En clair
L'entreprise utilisatrice est une société qui fait appel à des intervenants extérieurs pour réaliser une mission dans ses propres locaux. Le cas le plus fréquent est celui de l'intérim : l'entreprise a besoin d'un renfort temporaire, elle contacte une agence de travail temporaire qui lui envoie un salarié. Bien que ce salarié travaille pour l'entreprise utilisatrice, son véritable employeur reste l'agence d'intérim.
Étymologie
Le terme se compose du mot « entreprise » et de l'adjectif « utilisatrice », dérivé du latin utilis (utile). Il souligne une réalité juridique précise : l'entreprise n'est pas l'employeur légal, mais elle « utilise » la force de travail ou le service dans le cadre d'un contrat de mise à disposition.
Exemples concrets
- Une usine automobile qui fait appel à 50 intérimaires via une agence de travail temporaire pour faire face à une hausse de commandes.
- Un cabinet de conseil qui fait intervenir une société de nettoyage externe chaque soir dans ses bureaux : le cabinet est l'entreprise utilisatrice vis-à-vis des agents de propreté.
Ne pas confondre avec…
Il ne faut pas confondre l'entreprise utilisatrice avec l'entreprise de travail temporaire (ETT), qui est l'employeur juridique signant le contrat de travail. Elle se distingue aussi du simple donneur d'ordre dans la sous-traitance industrielle, où la mission peut être réalisée hors des locaux du client.
Cadre légal & réglementation
Le Code du travail encadre strictement cette relation (articles L1251-1 et suivants). L'entreprise utilisatrice est responsable des conditions d'exécution du travail (durée du travail, hygiène, sécurité, équipements de protection individuelle). Elle doit également respecter les cas de recours autorisés (remplacement d'un salarié, accroissement temporaire d'activité) sous peine de requalification du contrat.
Cas pratiques notables
La jurisprudence française rappelle régulièrement que l'entreprise utilisatrice peut être tenue pour responsable en cas d'accident du travail si elle a manqué à son obligation de sécurité ou de formation au poste.

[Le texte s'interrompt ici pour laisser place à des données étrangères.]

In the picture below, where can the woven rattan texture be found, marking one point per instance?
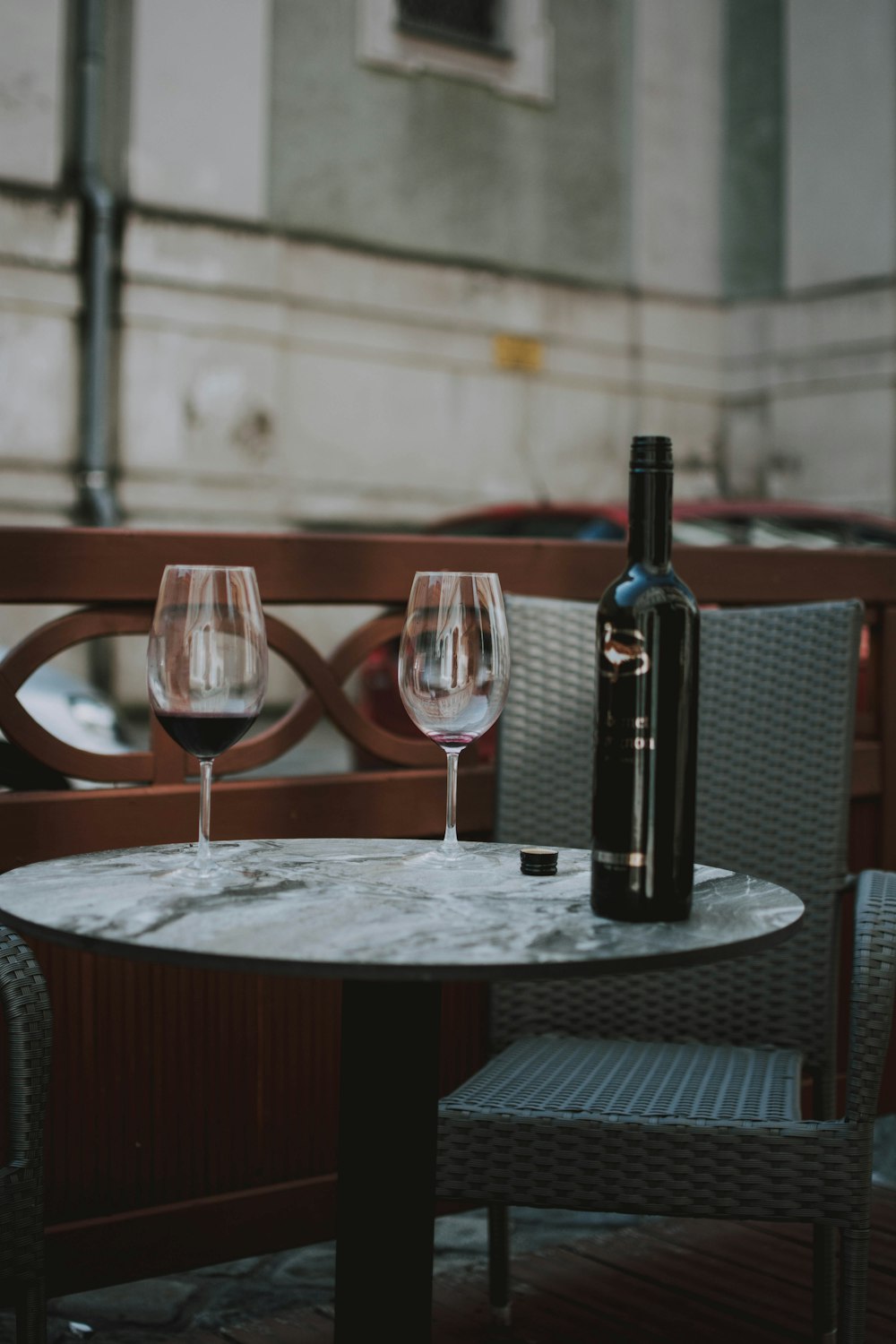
(533, 1126)
(777, 714)
(565, 1077)
(29, 1034)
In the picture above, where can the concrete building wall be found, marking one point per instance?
(443, 167)
(810, 408)
(314, 303)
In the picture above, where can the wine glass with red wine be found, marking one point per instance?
(207, 672)
(454, 669)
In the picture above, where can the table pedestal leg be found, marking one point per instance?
(387, 1131)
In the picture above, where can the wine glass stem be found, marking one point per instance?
(203, 854)
(450, 808)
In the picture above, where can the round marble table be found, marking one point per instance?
(392, 926)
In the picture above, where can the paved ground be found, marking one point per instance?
(223, 1296)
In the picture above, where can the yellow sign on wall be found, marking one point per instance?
(521, 352)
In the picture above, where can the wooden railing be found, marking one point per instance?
(193, 1115)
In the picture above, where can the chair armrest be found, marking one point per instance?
(871, 1007)
(26, 1007)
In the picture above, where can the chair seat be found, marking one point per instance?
(563, 1077)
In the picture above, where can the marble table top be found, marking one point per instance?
(376, 909)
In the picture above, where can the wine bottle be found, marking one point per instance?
(645, 714)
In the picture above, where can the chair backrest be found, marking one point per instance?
(775, 744)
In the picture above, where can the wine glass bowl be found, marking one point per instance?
(454, 668)
(207, 671)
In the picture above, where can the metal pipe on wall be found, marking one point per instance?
(97, 504)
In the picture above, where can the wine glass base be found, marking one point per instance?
(449, 857)
(222, 873)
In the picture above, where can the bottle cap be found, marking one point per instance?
(538, 860)
(650, 452)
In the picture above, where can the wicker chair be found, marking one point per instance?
(29, 1030)
(659, 1093)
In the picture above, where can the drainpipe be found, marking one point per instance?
(97, 504)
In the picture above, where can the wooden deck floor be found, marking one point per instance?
(705, 1282)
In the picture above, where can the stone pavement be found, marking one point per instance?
(220, 1298)
(223, 1297)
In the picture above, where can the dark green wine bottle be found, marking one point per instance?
(645, 757)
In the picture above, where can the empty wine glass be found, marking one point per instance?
(454, 668)
(207, 672)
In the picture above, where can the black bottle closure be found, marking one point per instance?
(645, 755)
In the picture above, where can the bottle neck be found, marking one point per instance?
(650, 519)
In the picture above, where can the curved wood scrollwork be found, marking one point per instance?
(324, 695)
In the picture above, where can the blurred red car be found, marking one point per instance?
(694, 523)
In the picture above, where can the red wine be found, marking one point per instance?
(645, 714)
(206, 736)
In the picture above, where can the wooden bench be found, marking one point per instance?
(193, 1115)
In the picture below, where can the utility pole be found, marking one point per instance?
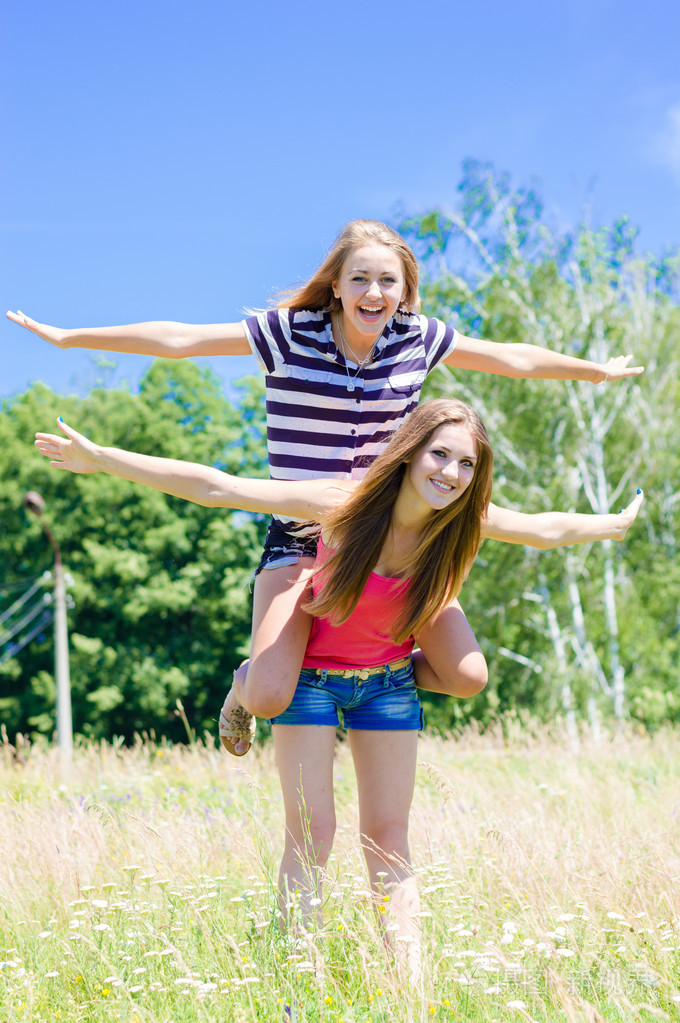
(64, 731)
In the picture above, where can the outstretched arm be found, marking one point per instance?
(557, 529)
(200, 484)
(519, 360)
(164, 339)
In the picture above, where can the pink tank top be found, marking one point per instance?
(364, 640)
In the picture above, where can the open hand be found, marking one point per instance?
(627, 517)
(618, 369)
(54, 335)
(74, 451)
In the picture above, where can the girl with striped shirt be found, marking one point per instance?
(345, 357)
(395, 549)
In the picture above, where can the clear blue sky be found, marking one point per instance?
(182, 161)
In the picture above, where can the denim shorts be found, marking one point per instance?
(387, 701)
(286, 546)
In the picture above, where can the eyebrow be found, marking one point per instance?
(472, 457)
(358, 269)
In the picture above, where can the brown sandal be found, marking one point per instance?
(241, 725)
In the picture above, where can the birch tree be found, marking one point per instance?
(562, 633)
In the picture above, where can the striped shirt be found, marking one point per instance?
(325, 416)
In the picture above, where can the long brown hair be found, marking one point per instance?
(317, 293)
(448, 542)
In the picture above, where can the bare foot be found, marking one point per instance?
(236, 726)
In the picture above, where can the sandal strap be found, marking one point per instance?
(242, 727)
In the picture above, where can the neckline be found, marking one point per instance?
(332, 347)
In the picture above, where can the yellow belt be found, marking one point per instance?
(365, 673)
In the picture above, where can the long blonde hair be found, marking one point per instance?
(317, 293)
(448, 542)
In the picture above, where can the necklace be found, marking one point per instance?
(361, 363)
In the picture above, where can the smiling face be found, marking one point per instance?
(370, 287)
(443, 468)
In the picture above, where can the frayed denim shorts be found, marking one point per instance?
(387, 701)
(286, 546)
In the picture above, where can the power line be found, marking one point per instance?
(14, 648)
(17, 583)
(24, 597)
(29, 615)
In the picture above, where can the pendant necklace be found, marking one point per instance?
(361, 363)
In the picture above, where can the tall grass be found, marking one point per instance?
(142, 887)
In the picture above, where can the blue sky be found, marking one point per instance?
(176, 161)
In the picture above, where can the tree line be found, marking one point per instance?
(161, 587)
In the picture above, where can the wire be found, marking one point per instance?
(21, 599)
(17, 583)
(14, 648)
(29, 615)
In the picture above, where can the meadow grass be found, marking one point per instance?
(142, 887)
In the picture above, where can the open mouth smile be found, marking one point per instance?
(442, 487)
(371, 313)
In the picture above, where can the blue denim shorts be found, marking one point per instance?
(387, 701)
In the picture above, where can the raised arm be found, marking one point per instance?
(519, 360)
(200, 484)
(557, 529)
(164, 339)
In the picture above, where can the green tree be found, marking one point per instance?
(161, 586)
(594, 626)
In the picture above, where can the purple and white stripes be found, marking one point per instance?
(324, 417)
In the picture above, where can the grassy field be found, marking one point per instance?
(142, 887)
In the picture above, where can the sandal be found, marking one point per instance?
(240, 726)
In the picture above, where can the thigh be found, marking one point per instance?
(305, 763)
(280, 631)
(452, 652)
(384, 762)
(277, 615)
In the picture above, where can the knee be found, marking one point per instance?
(261, 693)
(313, 840)
(388, 840)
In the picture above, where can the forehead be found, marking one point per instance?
(374, 258)
(455, 437)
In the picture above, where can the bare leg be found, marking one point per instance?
(305, 762)
(280, 631)
(450, 660)
(384, 763)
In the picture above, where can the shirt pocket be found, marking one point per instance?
(307, 379)
(407, 384)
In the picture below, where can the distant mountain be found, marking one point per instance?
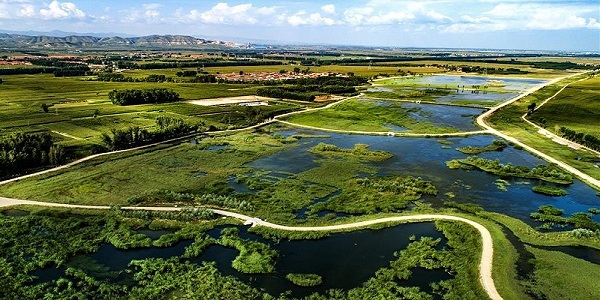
(19, 41)
(60, 33)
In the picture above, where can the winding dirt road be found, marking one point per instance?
(487, 254)
(482, 118)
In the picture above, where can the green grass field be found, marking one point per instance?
(508, 120)
(73, 102)
(560, 276)
(577, 108)
(367, 115)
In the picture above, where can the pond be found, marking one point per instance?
(425, 157)
(460, 88)
(461, 118)
(344, 260)
(508, 84)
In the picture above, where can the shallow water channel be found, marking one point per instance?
(426, 157)
(344, 260)
(460, 87)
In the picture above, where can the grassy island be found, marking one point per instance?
(359, 151)
(496, 145)
(546, 173)
(305, 280)
(550, 191)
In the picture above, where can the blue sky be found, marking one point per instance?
(510, 24)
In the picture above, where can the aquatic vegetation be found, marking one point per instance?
(254, 257)
(304, 279)
(496, 145)
(502, 184)
(550, 214)
(550, 191)
(359, 150)
(546, 173)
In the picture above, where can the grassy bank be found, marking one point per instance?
(368, 115)
(508, 120)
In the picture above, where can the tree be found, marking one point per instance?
(531, 108)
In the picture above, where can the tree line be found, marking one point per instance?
(135, 136)
(306, 89)
(197, 64)
(587, 140)
(23, 151)
(133, 96)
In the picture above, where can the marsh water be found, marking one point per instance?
(344, 260)
(349, 259)
(460, 87)
(426, 157)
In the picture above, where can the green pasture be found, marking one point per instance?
(79, 110)
(560, 276)
(508, 120)
(366, 115)
(577, 107)
(357, 70)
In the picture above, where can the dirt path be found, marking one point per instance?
(554, 137)
(485, 265)
(388, 133)
(482, 118)
(68, 165)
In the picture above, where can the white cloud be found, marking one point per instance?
(329, 8)
(387, 12)
(64, 10)
(27, 10)
(545, 16)
(302, 18)
(151, 6)
(4, 11)
(222, 13)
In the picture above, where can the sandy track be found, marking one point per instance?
(482, 118)
(485, 265)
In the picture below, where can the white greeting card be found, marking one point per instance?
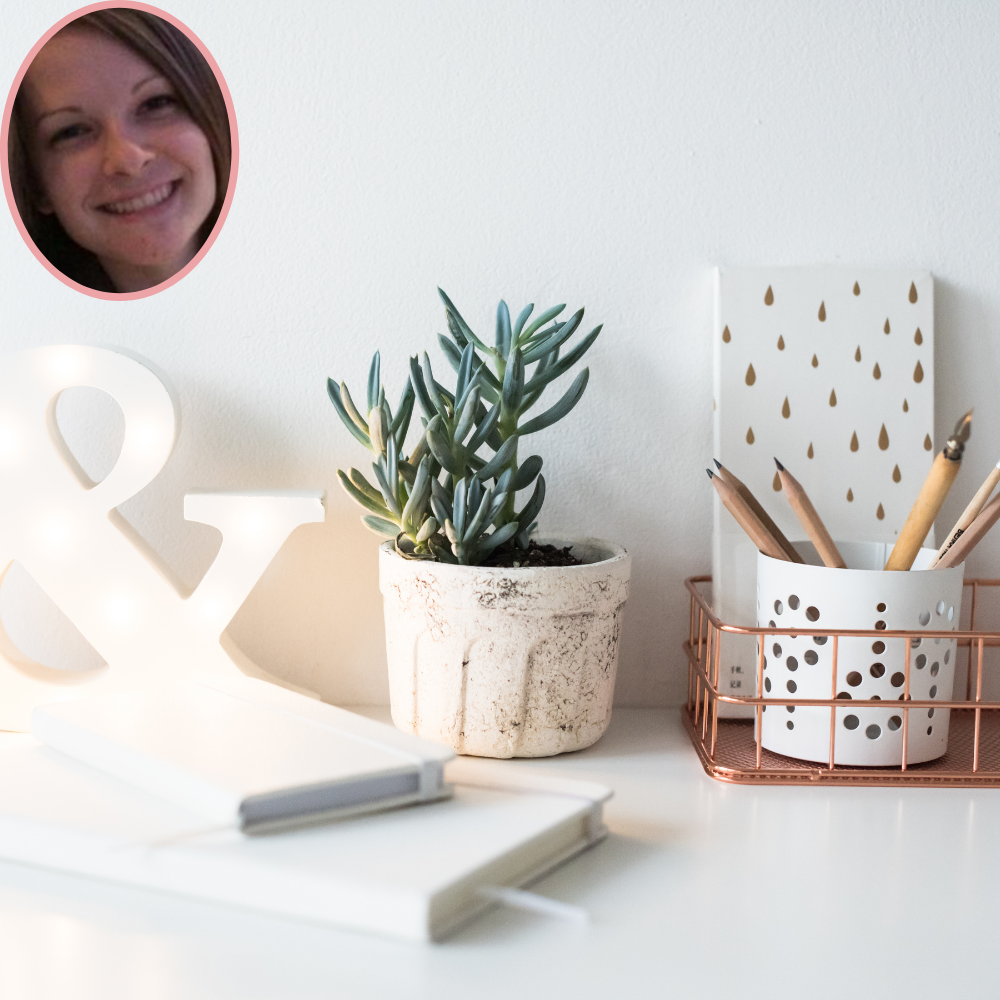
(831, 370)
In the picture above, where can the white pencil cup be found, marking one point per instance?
(812, 596)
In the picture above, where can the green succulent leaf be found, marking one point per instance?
(374, 382)
(380, 525)
(527, 472)
(493, 467)
(369, 503)
(541, 320)
(503, 336)
(550, 343)
(333, 391)
(557, 412)
(522, 318)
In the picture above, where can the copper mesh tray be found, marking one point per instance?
(730, 751)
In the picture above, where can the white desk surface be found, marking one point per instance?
(702, 889)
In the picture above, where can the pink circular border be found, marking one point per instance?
(9, 192)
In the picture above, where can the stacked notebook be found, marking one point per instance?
(160, 790)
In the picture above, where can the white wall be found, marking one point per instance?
(603, 154)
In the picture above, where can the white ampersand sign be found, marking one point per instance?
(66, 532)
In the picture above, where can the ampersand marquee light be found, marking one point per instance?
(63, 529)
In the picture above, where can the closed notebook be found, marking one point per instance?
(246, 753)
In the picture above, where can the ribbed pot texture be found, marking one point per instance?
(505, 662)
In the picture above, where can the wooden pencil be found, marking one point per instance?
(762, 515)
(809, 519)
(976, 504)
(931, 497)
(970, 538)
(746, 518)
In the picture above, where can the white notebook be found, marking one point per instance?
(243, 752)
(414, 873)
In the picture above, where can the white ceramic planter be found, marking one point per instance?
(505, 662)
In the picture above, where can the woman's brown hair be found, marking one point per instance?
(170, 52)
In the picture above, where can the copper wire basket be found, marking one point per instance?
(730, 749)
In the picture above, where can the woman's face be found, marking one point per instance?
(119, 160)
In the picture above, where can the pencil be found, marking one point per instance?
(762, 515)
(809, 519)
(746, 518)
(971, 537)
(931, 497)
(970, 513)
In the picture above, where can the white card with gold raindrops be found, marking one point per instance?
(831, 370)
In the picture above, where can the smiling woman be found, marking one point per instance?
(119, 151)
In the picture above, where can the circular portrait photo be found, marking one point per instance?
(120, 151)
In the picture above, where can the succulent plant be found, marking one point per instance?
(450, 518)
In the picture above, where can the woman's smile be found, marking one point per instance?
(122, 165)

De plus, le recours à l'intérim pour pourvoir un emploi lié à l'activité normale et permanente de l'entreprise est lourdement sanctionné par les tribunaux.
À retenir
- L'entreprise utilisatrice exerce une autorité fonctionnelle sur le travailleur mais n'est pas son employeur.
- Elle est responsable de la santé et de la sécurité du travailleur sur son site.
- Le contrat doit impérativement être justifié par un motif légal (pas de remplacement de grévistes par exemple).
Synonymes
Antonymes
Questions fréquentes
L'entreprise utilisatrice peut-elle sanctionner disciplinairement un intérimaire ?
Non, le pouvoir disciplinaire appartient exclusivement à l'entreprise de travail temporaire (l'employeur). Cependant, l'entreprise utilisatrice peut demander la fin de la mission en cas de faute.
Qui fournit les équipements de protection (EPI) ?
C'est en principe l'entreprise utilisatrice qui doit fournir les équipements de protection individuelle liés au poste de travail, sauf accord spécifique avec l'agence d'intérim pour certains équipements standards.
Conseils pratiques
Pour éviter tout risque de requalification en contrat à durée indéterminée (CDI), veillez à ce que la mission soit réellement temporaire. Assurez-vous également d'intégrer les intervenants extérieurs dans votre Document Unique d'Évaluation des Risques Professionnels (DUERP). En cas de doute sur la rédaction des contrats de mise à disposition, consultez un avocat spécialisé en droit social ou votre expert-comptable.